Over Complicated ODwyer strikes yet again.
At almost every turn in these super changes is massive amounts of red tape bureaucratic minded overly complex rubbish that costs advisers and clients loads of money to sort out.
ODwyer, you are a disgrace and have made the super system so overly complicated it’s a disaster.
CGT Relief decision making should start with an analysis of the future performance of the portfolio. The tax consequences result from portfolio management advice, and hence, the need for an AFSL
I have a number of clients eligible for relief and so far, all have proceeded. Some of these are realising a $4m unrealised gain, so definitely worthwhile.
I agree with the article that it is a complex area that has required a lot of pre-work from us to ensure the clients work can be done efficiently.
Also agree with the comment in that CGT relief is not an ASFL requirement as it is a tax issue.

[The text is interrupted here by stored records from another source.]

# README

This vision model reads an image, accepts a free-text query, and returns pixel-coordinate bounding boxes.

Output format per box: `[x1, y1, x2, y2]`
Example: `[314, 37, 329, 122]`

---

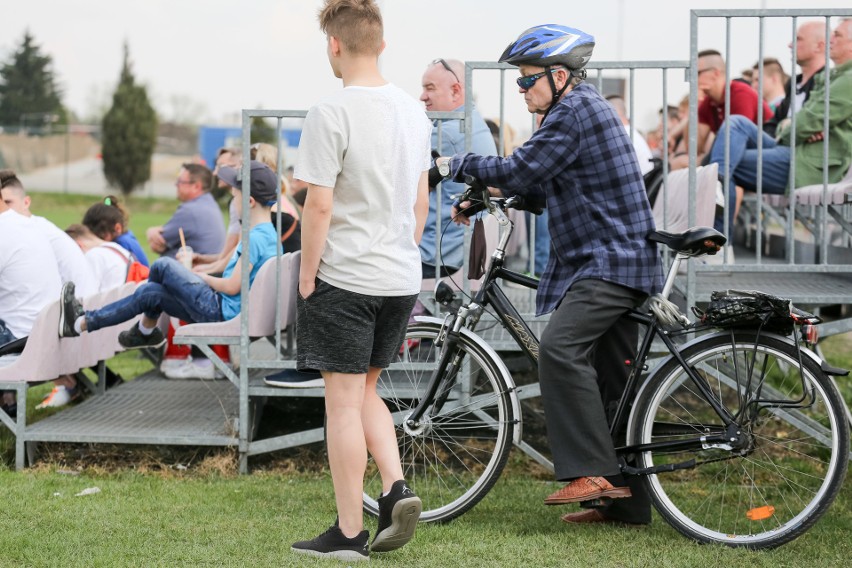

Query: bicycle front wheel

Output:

CGT relief is pointless. It’s an awful lot of work for very little benefit. And possibly no benefit in a lot of cases. I have 3 funds eligible for the relief. One a TRIS that has since converted to a ABP so no benefit. Another has one member in pension over 1.6M. The second member is likely to start a pension within a few years. Again no benefit. The third had a benefit but after discussions with their adviser, they decided the small benefit wasn’t worth the cost, effort and future complications. This particular fund had to roll back over $900K to accumulation to comply with the cap. If the benefit isn’t worth it for them, I can’t begin to imagine who it would benefit?
Why does an accountant need to be covered by an AFSL to provide CGT advice?